Se non fosse stato per un’imprudenza (dell’amico), probabilmente non avrebbero mai ricostruito quel “giro” di 1 milione e 651 mila e 584 contatti telefonici che alla fine hanno dimostrato certi pericolosi legami del presidente. Le schede più sicure sono quelle straniere. Uno parla a Roma ma è come se parlasse dal Cile o dall’Australia, l’intercettazione è impossibile, risalire al “traffico” del suo cellulare un’utopia.

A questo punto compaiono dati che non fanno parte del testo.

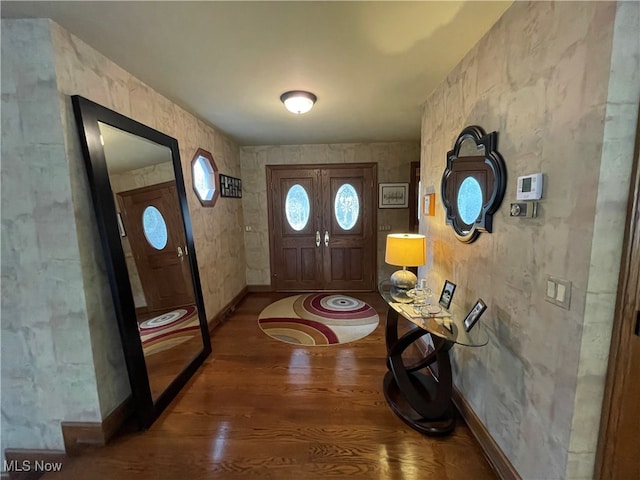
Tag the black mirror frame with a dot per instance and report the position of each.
(484, 222)
(87, 115)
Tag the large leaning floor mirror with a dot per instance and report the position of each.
(141, 211)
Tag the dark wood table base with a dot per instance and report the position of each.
(401, 407)
(412, 391)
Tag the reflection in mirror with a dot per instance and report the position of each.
(142, 216)
(143, 183)
(473, 183)
(469, 201)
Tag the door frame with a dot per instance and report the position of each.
(320, 166)
(618, 376)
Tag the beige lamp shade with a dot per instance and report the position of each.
(406, 250)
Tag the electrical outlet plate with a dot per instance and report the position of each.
(558, 291)
(529, 209)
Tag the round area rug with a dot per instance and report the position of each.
(169, 330)
(318, 319)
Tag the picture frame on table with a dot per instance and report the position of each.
(447, 294)
(393, 195)
(474, 314)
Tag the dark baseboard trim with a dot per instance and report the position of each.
(26, 464)
(80, 435)
(260, 288)
(494, 454)
(227, 310)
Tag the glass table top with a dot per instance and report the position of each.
(435, 319)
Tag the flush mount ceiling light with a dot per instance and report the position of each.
(298, 101)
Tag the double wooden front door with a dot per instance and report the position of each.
(322, 227)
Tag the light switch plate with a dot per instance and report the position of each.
(558, 292)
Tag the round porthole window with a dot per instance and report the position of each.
(346, 206)
(297, 207)
(204, 172)
(469, 200)
(155, 228)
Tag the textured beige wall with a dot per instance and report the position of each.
(66, 341)
(47, 368)
(540, 78)
(393, 160)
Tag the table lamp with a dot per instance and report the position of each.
(405, 250)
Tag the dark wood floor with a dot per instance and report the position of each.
(262, 409)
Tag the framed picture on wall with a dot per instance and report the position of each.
(447, 294)
(429, 205)
(474, 314)
(393, 195)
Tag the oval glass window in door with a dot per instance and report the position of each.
(297, 207)
(469, 200)
(346, 206)
(155, 228)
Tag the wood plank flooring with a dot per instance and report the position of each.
(263, 409)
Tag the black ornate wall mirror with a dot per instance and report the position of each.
(141, 211)
(473, 183)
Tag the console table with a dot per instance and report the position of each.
(413, 392)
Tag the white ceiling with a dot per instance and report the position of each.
(371, 64)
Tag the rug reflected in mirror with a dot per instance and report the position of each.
(169, 330)
(318, 319)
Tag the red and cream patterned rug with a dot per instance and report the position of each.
(169, 329)
(318, 319)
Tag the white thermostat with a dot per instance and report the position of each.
(530, 187)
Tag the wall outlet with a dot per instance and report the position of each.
(529, 209)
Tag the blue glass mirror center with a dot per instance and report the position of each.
(469, 200)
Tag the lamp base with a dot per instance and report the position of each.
(402, 281)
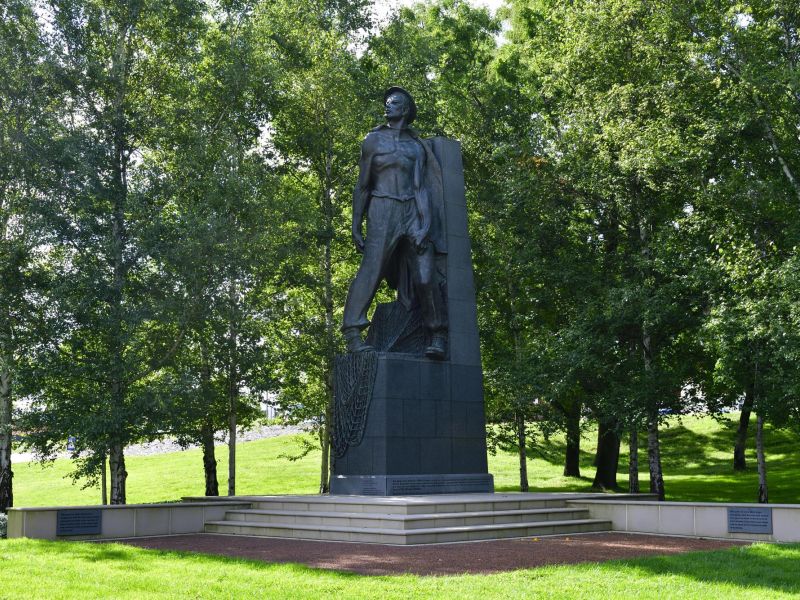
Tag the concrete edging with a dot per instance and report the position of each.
(122, 521)
(691, 519)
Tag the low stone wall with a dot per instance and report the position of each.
(122, 521)
(692, 519)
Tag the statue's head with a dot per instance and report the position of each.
(398, 102)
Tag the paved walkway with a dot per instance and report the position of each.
(436, 559)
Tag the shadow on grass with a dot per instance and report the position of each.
(698, 465)
(770, 567)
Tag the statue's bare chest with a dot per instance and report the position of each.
(398, 152)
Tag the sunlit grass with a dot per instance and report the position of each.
(697, 462)
(55, 570)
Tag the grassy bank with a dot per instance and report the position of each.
(53, 570)
(697, 457)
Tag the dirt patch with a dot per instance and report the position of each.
(436, 559)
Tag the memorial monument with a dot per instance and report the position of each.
(409, 414)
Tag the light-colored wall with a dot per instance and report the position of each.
(133, 520)
(693, 519)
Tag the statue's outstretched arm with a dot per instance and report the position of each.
(361, 194)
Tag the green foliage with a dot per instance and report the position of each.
(696, 450)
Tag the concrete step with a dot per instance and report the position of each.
(403, 537)
(409, 505)
(404, 522)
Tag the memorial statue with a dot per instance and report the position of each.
(399, 189)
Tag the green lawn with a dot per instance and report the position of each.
(52, 570)
(696, 459)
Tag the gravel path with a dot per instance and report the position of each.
(168, 445)
(435, 559)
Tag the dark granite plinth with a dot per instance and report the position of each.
(425, 432)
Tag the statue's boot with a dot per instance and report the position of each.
(354, 343)
(436, 349)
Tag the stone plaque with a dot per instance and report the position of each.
(749, 520)
(80, 521)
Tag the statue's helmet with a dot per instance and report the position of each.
(412, 107)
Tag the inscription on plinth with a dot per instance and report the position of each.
(749, 520)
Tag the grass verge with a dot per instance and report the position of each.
(697, 461)
(53, 570)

Altri sistemi? «I telefonici citofonici», spiega ancora Gioacchino Genchi. Se ne comprano una coppia e poi si conversa tranquillamente senza paure. Ma ci vuole prudenza prima. Acquistarli in contanti e senza carta di credito, non dare il proprio nome al venditore, magari controllare se c’è anche una telecamera: in seguito potrebbero identificarvi. Chi vi spia, vi spia passo dopo passo. E ci vuole prudenza anche dopo. Se i telefoni citofonici si rompono, non fateli riparare. Buttateli e comprateli nuovi. Qualcuno invece di aggiustarli ve li potrebbe taroccare. E controllarvi lui.

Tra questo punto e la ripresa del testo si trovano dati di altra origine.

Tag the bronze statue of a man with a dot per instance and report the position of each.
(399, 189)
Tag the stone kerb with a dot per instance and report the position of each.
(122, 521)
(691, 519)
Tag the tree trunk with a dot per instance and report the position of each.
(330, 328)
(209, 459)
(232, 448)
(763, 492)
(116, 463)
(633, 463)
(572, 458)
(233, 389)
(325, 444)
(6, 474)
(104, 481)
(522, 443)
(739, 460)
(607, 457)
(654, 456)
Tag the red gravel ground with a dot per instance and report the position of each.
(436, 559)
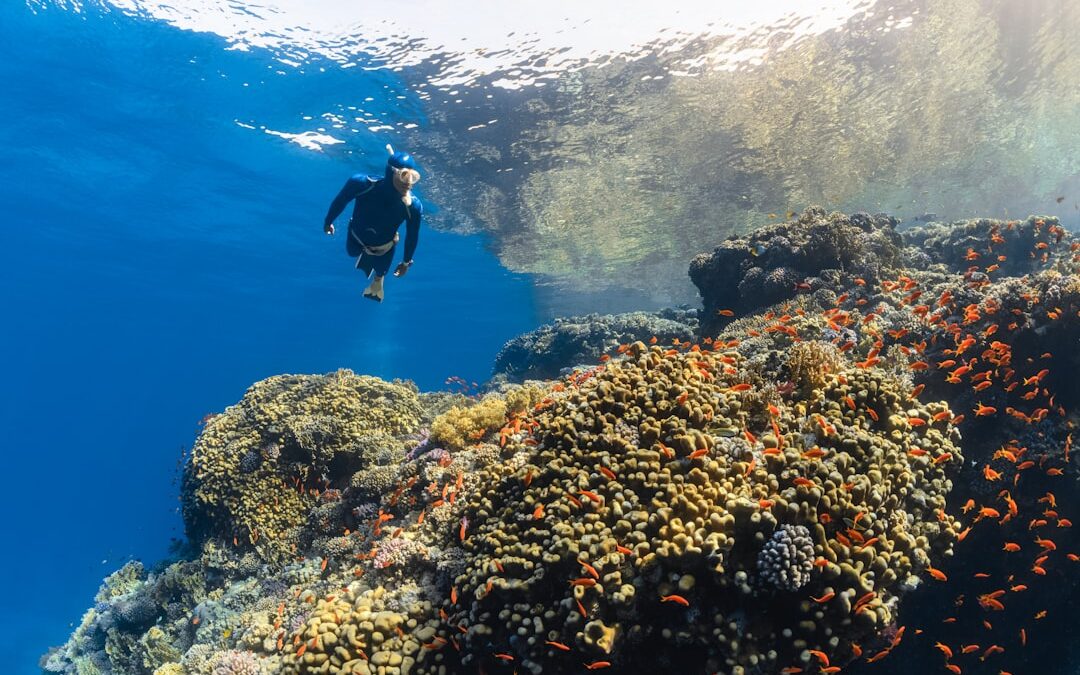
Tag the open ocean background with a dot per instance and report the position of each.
(165, 170)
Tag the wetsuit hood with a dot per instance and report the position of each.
(399, 160)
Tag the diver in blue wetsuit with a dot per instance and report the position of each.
(381, 204)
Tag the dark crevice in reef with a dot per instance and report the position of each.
(858, 448)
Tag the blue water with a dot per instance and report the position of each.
(157, 258)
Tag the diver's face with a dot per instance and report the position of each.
(405, 178)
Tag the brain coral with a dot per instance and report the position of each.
(306, 430)
(612, 543)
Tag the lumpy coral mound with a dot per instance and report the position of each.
(758, 500)
(666, 513)
(257, 469)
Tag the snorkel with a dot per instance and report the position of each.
(402, 173)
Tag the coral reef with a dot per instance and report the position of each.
(766, 495)
(778, 261)
(547, 352)
(257, 469)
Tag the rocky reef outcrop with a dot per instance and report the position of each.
(770, 493)
(550, 350)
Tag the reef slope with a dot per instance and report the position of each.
(860, 412)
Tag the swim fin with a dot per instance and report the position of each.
(374, 291)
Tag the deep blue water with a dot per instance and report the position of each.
(156, 259)
(162, 250)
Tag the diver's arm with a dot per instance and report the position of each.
(413, 230)
(353, 187)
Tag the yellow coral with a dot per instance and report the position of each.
(460, 426)
(252, 473)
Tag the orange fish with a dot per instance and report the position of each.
(936, 574)
(821, 656)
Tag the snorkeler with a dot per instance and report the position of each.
(381, 205)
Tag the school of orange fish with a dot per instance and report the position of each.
(961, 340)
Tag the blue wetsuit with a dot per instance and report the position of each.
(377, 214)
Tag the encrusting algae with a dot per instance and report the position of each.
(764, 499)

Se non vi fidate di scrambler o di schede telefoniche straniere, consegnate pure la vostra sicurezza ad alcuni programmi che sono veramente a prova di intercettazione.
«Uno si chiama Msn e l’altro Skype, ma ce ne sono tanti altri. Si scaricano gratuitamente dalla Rete, permettono di sviluppare conversazioni e perfino videoconferenze con più persone senza che qualcuno possa ascoltare», racconta ancora Genchi. E aggiunge: «Nella loro ultima versione, come la 2,5 Beta di Skype, è perfino possibile attribuirsi un numero di telefono straniero e comunicare con cordless bivalenti a computer spento o con comuni Gsm». È un sistema usato in prevalenza da pedopornografi e trafficanti d’armi. Ma non si possono proprio individuare e ascoltare? «È possibile rintracciare l’indirizzo virtuale delle persone, l’Ip del computer. Ma nei cosiddetti Hot Spot che sono ormai ovunque, dagli aeroporti alle stazioni, dalle discoteche ai giardini pubblici, quelli si possono connettere con il sistema Wi-Fi senza fili e avere ogni volta un indirizzo diverso e un account». Se però volete proprio stare al riparo da tutti le orecchie indiscrete del mondo, allora comprate un satellitare. O un Iridium o un Thuraya. Fare una telefonatina a casa vi costerà un patrimonio ma – forse – nessuno saprà mai neanche quale tipo di pasta vostra moglie ha appena calato nella pentola.